Faster Builds with MSBuild using Parallel Builds and Multicore CPUs
UPDATE: I've written an UPDATE on how to get MSBuild building using multiple cores from within Visual Studio. You might check that out when you're done here.
Jeff asked the question "Should All Developers Have Manycore CPUs?" this week. There are number of things in his post I disagree with.
First, "dual-core CPUs protect you from badly written software" is just a specious statement as it's the OS's job to protect you, it shouldn't matter how many cores there are.
Second, "In my opinion, quad-core CPUs are still a waste of electricity unless you're putting them in a server" is also silly. Considering that modern CPUs slow down when not being used, and use minimal electricity when compared to your desk lamp and monitors, I can't see not buying the best (and most) processors) that I can afford. The same goes with memory. Buy as much as you can comfortably afford. No one ever regretted having more memory, a faster CPU and a large hard drive.

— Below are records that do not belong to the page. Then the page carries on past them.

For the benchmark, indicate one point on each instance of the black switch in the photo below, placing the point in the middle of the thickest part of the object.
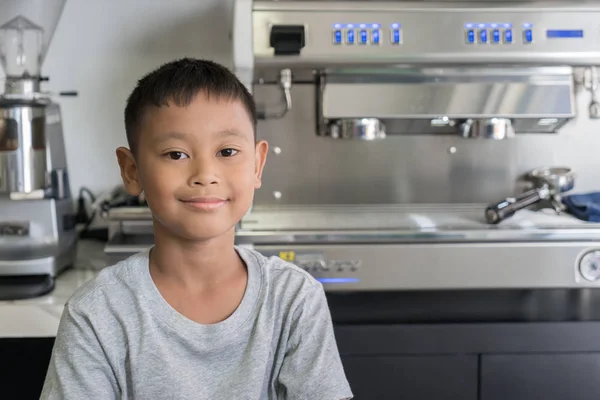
(287, 40)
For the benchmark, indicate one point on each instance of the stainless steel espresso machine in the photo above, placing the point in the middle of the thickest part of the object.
(393, 125)
(37, 215)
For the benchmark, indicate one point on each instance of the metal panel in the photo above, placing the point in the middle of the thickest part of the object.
(419, 169)
(354, 267)
(445, 92)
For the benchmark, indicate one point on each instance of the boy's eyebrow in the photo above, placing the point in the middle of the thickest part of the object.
(231, 133)
(171, 135)
(183, 136)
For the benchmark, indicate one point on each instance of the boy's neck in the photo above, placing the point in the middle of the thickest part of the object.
(194, 265)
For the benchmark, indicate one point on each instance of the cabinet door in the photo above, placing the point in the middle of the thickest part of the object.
(412, 377)
(540, 376)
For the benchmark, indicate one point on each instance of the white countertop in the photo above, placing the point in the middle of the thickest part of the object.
(39, 317)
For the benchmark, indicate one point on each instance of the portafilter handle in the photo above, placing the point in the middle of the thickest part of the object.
(506, 208)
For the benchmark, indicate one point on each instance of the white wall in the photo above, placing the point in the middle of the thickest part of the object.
(100, 49)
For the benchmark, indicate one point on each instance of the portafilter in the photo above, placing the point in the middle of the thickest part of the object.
(548, 184)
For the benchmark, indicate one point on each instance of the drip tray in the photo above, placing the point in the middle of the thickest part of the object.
(402, 224)
(465, 306)
(441, 217)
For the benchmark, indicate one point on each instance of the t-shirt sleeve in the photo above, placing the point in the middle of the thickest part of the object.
(312, 368)
(78, 367)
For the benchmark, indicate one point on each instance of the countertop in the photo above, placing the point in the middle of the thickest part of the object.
(39, 317)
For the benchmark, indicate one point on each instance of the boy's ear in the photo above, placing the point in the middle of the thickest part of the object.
(260, 153)
(129, 171)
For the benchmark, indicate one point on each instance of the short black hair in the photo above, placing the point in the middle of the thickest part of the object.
(179, 82)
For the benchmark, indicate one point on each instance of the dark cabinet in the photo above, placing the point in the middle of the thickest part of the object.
(412, 377)
(540, 376)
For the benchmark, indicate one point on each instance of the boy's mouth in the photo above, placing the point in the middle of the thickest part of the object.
(205, 202)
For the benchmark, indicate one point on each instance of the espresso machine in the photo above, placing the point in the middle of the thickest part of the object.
(37, 214)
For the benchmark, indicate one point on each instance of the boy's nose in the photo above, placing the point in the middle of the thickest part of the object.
(203, 174)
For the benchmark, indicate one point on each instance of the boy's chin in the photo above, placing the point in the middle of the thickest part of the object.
(203, 233)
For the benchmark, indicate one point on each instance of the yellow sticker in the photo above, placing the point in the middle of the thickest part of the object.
(287, 255)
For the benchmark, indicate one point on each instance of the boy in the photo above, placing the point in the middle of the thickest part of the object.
(195, 317)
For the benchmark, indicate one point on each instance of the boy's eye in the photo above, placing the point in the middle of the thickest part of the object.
(177, 155)
(227, 152)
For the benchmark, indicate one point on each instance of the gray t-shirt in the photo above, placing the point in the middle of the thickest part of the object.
(119, 339)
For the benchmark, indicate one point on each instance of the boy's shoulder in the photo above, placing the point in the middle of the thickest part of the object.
(280, 276)
(120, 282)
(112, 282)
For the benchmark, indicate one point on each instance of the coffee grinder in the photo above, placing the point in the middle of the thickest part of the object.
(38, 238)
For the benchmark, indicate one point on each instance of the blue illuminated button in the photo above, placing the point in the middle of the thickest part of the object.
(396, 36)
(350, 36)
(483, 36)
(364, 36)
(337, 36)
(496, 36)
(470, 36)
(375, 36)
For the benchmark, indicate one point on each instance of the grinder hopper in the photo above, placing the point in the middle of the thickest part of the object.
(26, 30)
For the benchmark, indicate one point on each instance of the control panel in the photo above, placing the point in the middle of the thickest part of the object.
(498, 34)
(365, 34)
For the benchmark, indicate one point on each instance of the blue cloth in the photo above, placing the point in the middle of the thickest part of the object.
(584, 206)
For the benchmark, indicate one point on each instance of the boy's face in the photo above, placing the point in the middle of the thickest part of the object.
(198, 166)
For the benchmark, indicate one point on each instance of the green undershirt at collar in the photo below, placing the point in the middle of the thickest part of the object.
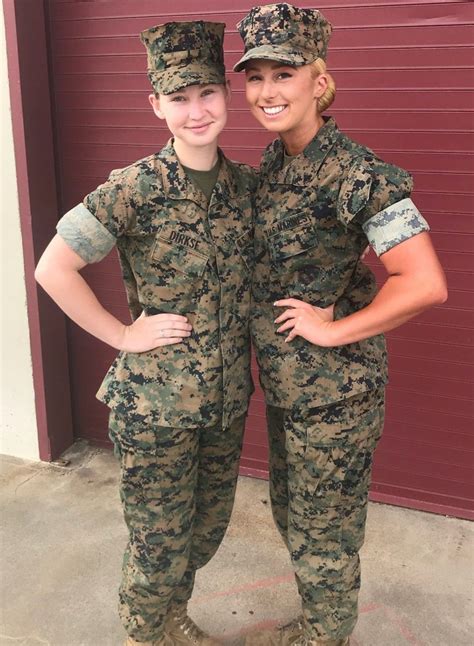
(205, 180)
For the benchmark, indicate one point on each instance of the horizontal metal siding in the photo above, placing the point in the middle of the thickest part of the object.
(404, 72)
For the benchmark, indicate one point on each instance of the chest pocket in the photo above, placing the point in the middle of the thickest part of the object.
(181, 251)
(290, 249)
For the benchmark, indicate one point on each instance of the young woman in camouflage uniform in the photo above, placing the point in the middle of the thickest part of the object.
(178, 391)
(322, 198)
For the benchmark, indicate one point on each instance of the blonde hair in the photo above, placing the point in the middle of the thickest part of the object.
(319, 67)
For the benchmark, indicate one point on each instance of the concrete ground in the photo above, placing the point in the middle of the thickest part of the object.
(63, 536)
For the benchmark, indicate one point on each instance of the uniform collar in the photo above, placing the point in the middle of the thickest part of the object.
(302, 169)
(178, 186)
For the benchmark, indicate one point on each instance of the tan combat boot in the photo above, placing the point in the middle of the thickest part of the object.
(291, 634)
(181, 629)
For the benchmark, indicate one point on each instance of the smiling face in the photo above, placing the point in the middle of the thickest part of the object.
(284, 100)
(195, 115)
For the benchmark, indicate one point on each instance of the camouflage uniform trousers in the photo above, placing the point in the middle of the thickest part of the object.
(320, 470)
(177, 490)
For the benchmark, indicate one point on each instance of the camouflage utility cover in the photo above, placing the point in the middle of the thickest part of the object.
(282, 32)
(184, 53)
(180, 255)
(314, 217)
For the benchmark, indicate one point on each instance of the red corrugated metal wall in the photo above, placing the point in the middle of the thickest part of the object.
(405, 75)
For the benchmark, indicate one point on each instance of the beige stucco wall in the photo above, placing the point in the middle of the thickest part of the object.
(18, 431)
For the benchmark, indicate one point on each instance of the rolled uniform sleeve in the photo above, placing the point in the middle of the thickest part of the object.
(91, 228)
(376, 196)
(85, 235)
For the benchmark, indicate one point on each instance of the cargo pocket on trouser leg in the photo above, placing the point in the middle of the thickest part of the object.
(326, 450)
(158, 481)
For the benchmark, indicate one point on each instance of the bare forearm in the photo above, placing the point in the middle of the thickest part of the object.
(400, 299)
(74, 296)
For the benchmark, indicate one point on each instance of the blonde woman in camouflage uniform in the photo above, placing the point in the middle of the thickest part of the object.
(322, 198)
(179, 388)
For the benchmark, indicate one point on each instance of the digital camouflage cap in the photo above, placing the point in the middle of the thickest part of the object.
(282, 32)
(184, 53)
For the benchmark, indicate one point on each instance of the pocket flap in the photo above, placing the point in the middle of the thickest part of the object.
(292, 242)
(182, 251)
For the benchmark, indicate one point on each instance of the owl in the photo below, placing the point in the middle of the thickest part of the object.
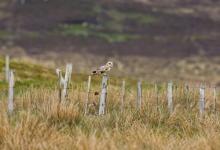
(103, 69)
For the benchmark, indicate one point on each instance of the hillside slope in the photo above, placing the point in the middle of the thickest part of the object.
(146, 28)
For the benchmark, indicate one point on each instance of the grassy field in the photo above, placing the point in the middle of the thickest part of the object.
(41, 122)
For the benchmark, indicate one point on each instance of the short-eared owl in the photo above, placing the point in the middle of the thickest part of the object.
(103, 69)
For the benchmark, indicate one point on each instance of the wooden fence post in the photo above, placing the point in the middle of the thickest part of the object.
(67, 81)
(215, 99)
(186, 93)
(170, 96)
(64, 81)
(87, 96)
(157, 95)
(11, 92)
(7, 67)
(202, 100)
(102, 103)
(122, 95)
(139, 95)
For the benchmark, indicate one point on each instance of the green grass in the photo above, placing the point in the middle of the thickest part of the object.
(86, 31)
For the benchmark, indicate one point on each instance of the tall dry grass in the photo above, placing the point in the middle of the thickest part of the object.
(41, 122)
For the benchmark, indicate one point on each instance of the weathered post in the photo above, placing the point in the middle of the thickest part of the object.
(87, 96)
(60, 83)
(102, 102)
(122, 95)
(67, 80)
(157, 95)
(64, 82)
(170, 96)
(215, 99)
(11, 92)
(202, 100)
(7, 67)
(186, 93)
(139, 95)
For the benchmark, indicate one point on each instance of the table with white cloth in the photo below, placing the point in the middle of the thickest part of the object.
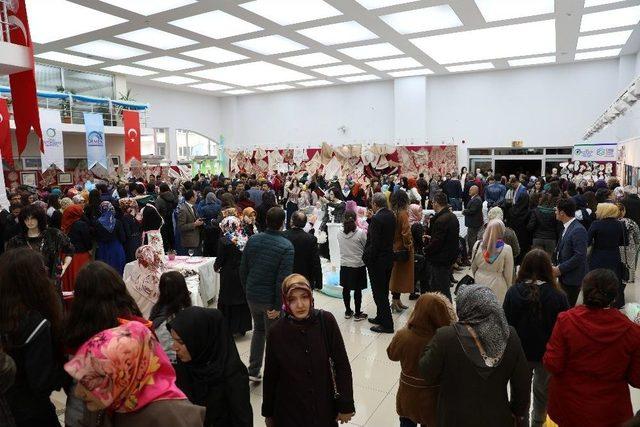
(202, 280)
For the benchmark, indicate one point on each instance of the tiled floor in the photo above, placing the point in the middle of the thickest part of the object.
(375, 377)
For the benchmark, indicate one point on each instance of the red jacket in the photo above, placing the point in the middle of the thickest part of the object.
(593, 356)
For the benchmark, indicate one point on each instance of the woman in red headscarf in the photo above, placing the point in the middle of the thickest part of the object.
(76, 226)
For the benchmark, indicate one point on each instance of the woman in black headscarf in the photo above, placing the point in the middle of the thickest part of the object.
(210, 371)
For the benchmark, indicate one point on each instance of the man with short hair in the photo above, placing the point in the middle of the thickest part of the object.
(378, 257)
(306, 260)
(267, 260)
(441, 250)
(571, 252)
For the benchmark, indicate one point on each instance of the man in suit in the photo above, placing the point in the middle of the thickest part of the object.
(189, 224)
(473, 216)
(571, 252)
(378, 257)
(441, 250)
(306, 259)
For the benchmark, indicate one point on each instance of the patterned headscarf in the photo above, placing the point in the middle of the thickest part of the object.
(107, 216)
(125, 368)
(478, 307)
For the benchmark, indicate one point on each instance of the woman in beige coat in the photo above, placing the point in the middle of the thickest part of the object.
(402, 274)
(492, 262)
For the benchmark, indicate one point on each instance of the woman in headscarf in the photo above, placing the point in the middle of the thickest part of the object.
(76, 227)
(416, 402)
(232, 301)
(131, 225)
(124, 373)
(492, 260)
(110, 237)
(210, 370)
(300, 387)
(473, 360)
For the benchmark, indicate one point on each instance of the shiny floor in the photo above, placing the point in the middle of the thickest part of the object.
(375, 377)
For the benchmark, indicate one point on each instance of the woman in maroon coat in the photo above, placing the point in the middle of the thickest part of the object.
(593, 356)
(298, 389)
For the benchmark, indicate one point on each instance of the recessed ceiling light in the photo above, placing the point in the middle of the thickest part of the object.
(239, 92)
(310, 59)
(216, 24)
(210, 86)
(624, 17)
(427, 19)
(313, 83)
(215, 55)
(499, 10)
(370, 51)
(132, 71)
(156, 38)
(68, 59)
(617, 38)
(343, 32)
(338, 70)
(410, 73)
(363, 78)
(252, 74)
(168, 63)
(275, 87)
(175, 80)
(376, 4)
(287, 12)
(74, 19)
(394, 64)
(270, 45)
(471, 67)
(148, 7)
(532, 61)
(106, 49)
(606, 53)
(531, 38)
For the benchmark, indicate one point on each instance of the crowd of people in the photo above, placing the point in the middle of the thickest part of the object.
(536, 249)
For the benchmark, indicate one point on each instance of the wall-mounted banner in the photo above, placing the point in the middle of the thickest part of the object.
(53, 154)
(96, 144)
(131, 121)
(604, 152)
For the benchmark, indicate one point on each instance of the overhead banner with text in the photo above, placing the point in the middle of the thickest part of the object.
(96, 145)
(53, 154)
(131, 121)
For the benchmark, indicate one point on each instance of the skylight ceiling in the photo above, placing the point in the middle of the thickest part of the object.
(255, 46)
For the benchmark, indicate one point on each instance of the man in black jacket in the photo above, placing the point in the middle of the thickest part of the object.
(306, 259)
(441, 250)
(473, 216)
(378, 257)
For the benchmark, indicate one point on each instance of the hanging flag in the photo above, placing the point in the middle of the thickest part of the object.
(23, 84)
(131, 121)
(5, 133)
(96, 149)
(53, 154)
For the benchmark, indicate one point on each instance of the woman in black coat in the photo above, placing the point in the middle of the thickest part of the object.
(210, 372)
(605, 236)
(298, 389)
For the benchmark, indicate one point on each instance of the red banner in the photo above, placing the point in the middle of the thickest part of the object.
(131, 121)
(5, 133)
(23, 84)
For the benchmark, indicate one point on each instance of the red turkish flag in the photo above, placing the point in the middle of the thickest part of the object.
(131, 121)
(23, 84)
(5, 133)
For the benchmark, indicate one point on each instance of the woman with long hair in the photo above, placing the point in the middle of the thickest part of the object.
(532, 306)
(30, 329)
(492, 260)
(353, 273)
(402, 274)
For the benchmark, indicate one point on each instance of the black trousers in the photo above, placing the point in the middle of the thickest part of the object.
(380, 274)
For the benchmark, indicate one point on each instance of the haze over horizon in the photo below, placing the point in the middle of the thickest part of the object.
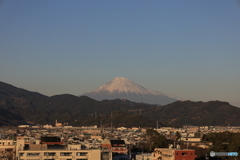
(188, 50)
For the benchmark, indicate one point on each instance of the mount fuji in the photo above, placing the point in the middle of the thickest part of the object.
(123, 88)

Third he says,"there are only a handful of applications that can truly benefit from more than 2 CPU cores" but of course, if you're running a handful of applications, you can benefit even if they are not multi-threaded. Just yesterday I was rendering a DVD, watching Arrested Development, compiling an application, reading email while my system was being backed up by Home Server. This isn't an unreasonable amount of multitasking, IMHO, and this is why I have a quad-proc machine.
That said, the limits to which a machine can multi-task are often limited to the bottleneck that sits between the chair and keyboard. Jeff, of course, must realize this, so I'm just taking issue with his phrasing more than anything.
He does add the disclaimer, which is totally valid: "All I wanted to do here is encourage people to make an informed decision in selecting a CPU" and that can't be a bad thing.
MSBuild
Now, enough picking on Jeff, let's talk about my reality as a .NET Developer and a concrete reason I care about multi-core CPUs. Jeff compiled SharpDevelop using 2 cores and said "I see nothing here that indicates any kind of possible managed code compilation time performance improvement from moving to more than 2 cores."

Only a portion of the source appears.